Die Frage „Parallax-Website: Ja oder nein?“ lässt sich mit einem klaren „jein“ beantworten. Prinzipiell ist der Parallax-Effekt ein Hingucker. Doch durch den massiven Einsatz dieses Stilmittels seit 2011 haben (vor allem unnötige) Scroller-Websites mit Parallax-Animationen ein nicht von der Hand zu weisendes Nervpotenzial – vor allem dann, wenn die Navigation via Mausrad nicht so flüssig vonstattengeht, wie der Webentwickler sich das vorgestellt hat. Beachten Sie daher folgende Punkte:

  • Kommt Parallax-Scrolling nicht im Rahmen des visuellen Storytellings zum Einsatz, sollten Sie das Stimmittel minimalisch verwenden.

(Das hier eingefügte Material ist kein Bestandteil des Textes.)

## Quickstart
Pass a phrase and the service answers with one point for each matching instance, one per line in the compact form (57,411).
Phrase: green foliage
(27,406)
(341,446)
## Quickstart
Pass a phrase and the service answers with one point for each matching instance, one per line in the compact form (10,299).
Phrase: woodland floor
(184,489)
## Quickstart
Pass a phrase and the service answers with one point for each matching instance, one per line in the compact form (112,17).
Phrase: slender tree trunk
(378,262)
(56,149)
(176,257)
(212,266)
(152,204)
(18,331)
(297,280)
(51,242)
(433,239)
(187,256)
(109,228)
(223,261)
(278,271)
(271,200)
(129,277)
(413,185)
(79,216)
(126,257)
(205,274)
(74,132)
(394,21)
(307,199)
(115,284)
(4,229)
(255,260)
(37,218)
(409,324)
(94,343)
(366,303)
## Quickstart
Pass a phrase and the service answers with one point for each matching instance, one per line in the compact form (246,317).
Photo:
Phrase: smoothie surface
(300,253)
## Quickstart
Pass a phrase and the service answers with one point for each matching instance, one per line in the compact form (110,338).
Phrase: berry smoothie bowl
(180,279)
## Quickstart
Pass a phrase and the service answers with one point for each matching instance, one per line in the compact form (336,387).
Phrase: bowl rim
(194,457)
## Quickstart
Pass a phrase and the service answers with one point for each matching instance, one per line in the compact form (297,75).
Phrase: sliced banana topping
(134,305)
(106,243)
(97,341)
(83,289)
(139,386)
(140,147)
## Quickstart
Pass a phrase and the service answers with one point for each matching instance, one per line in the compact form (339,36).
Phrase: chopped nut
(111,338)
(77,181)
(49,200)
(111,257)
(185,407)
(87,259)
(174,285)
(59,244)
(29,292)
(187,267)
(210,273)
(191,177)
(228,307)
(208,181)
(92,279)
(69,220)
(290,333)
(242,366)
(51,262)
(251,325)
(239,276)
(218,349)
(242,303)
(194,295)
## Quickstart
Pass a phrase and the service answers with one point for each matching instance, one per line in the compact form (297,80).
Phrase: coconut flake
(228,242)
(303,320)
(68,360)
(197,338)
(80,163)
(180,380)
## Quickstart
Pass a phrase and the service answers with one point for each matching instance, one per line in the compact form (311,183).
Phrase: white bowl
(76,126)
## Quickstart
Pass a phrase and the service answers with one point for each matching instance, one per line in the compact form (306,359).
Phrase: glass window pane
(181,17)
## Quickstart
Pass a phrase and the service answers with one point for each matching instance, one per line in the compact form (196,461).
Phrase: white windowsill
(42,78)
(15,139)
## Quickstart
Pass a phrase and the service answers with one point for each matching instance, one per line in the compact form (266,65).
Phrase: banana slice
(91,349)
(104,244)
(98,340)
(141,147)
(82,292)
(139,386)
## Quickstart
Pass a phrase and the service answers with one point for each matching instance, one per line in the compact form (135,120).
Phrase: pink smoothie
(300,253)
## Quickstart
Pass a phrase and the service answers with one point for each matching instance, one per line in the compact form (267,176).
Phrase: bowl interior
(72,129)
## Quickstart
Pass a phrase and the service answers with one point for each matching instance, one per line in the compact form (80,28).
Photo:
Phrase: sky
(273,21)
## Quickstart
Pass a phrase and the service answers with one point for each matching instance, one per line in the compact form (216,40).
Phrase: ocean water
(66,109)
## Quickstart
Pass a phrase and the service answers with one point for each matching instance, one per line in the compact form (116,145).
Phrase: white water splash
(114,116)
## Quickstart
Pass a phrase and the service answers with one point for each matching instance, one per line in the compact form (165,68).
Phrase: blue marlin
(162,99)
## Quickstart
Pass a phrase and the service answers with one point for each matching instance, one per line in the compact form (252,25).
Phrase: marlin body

  • Parallax-Effekte und andere Animationen sollten die User-Experience verbessern, Inhalte, Produkte und Dienstleistungen hervorherben oder zur Kontaktaufnahmen animieren.
  • Wirkt sich ein Effekt negativ auf die Performance der Website aus, sollten Sie überlegen, ob Sie diesen tatsächlich benötigen.
  • Die Website sollte trotz Parallax-Scrolling-Effekt allen Internetnutzern gleichermaßen zugänglich sein. Verwenden Sie lediglich aktuelle Technologien die abwärtskompatibel sind und sowohl mit alten als auch mit neuen Webbrowsern problemlos funktionieren.
  • Achten Sie darauf, dass Ihre Parallax-Website auch auf Mobilgeräten dargestellt werden kann. Aktuelle Parallax-Plug-ins unterstützen in der Regel ein Responsive Webdesign.